Michael Bushnell

Looking east on Armour Boulevard from Main Street today, this is hardly the sight we see. That said, in the 1920’s when the SouthWest News Company took the photo this postcard was made from, things looked quite different.

Armour Boulevard was named for meat packing magnate Simeon B. Armour, who served on the city’s Parks Board between 1892 and 1901. Armour Boulevard extends from Broadway Blvd east to The Paseo. The three story, red-brick Queen Anne home seen in the distance belonged to Kirkland Armour, the buff-brick home in the center is that of grain dealer Edward Smith, who was married to Armour’s sister, and the corner home is that of A. J. King of the King Realty Company. King developed a number of residential districts during the early years of the twentieth century in what we would consider Midtown today.

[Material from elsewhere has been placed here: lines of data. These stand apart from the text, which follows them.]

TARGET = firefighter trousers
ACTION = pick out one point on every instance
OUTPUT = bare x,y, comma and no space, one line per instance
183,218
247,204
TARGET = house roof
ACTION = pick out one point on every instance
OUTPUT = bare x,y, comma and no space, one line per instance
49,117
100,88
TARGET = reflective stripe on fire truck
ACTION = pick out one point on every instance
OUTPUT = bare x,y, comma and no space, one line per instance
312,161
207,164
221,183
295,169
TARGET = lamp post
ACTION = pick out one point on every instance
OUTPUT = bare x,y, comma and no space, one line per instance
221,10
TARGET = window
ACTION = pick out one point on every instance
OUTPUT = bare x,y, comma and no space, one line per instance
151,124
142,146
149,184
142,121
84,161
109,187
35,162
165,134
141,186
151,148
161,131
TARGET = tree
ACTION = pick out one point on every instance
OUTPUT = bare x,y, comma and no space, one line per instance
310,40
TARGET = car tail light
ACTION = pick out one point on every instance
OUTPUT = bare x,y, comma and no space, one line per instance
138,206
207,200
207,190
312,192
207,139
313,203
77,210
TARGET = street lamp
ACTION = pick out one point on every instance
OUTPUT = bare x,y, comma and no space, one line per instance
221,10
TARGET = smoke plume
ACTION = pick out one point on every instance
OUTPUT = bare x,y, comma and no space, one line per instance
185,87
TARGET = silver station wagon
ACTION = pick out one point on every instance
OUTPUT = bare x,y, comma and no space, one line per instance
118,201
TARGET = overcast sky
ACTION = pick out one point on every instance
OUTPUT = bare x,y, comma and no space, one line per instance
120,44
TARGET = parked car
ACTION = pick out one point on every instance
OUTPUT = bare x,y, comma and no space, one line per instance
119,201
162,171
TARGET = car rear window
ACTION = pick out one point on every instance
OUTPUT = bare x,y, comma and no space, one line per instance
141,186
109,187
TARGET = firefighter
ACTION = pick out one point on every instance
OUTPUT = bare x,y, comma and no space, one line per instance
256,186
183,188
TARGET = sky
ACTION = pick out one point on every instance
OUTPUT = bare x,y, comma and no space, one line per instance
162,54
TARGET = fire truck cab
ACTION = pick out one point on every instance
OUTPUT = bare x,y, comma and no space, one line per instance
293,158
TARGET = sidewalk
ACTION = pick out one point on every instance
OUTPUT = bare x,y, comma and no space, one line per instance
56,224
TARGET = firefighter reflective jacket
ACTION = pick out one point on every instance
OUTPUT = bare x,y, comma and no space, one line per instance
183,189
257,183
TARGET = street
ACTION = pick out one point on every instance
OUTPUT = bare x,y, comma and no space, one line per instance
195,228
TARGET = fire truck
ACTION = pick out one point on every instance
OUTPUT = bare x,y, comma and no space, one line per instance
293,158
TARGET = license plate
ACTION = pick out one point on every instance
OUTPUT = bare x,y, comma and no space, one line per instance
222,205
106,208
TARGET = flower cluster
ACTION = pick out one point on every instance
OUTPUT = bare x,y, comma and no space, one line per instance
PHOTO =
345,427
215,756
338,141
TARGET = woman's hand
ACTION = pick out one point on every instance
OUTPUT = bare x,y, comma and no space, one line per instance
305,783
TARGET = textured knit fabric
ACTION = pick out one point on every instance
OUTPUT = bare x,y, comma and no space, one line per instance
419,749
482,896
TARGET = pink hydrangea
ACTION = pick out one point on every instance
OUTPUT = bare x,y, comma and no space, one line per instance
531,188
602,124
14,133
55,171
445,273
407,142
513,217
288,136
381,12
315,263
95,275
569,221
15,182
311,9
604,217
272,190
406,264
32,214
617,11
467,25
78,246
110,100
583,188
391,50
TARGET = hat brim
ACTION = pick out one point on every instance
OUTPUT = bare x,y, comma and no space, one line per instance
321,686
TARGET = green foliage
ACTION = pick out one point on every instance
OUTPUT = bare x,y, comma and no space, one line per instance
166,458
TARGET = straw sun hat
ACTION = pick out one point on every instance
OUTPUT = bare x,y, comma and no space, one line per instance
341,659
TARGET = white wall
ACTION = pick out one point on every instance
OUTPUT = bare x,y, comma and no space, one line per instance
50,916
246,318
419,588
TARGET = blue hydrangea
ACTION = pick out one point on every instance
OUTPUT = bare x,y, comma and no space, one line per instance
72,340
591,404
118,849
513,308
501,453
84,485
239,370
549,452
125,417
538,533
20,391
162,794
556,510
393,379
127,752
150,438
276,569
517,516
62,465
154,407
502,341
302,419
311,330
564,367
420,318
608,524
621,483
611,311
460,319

Corporate “progress”  has spelled doom for most of the formidable residences that once lined Armour Boulevard, replacing them with modern, steel and glass office buildings. On this particular block, the homes were razed to make way for buildings that housed Interstate Brands and the Standard Oil Company.

The lone survivor of this corporate carnage is the Jacob and Ella Loose home, now a wedding and event venue located at 101 E. Armour that is a surviving example of the kinds of homes that once lined the Armour Boulevard corridor.

This postcard was mailed to Mrs. G.L. Uptegrove of Montgomery City, MO on August 19, 1908. The personal message reads: “Dear Stella, I was so glad to hear from you. I think K.C a beautiful city. The yards and drives are fine. Have been driving several times. Emma.”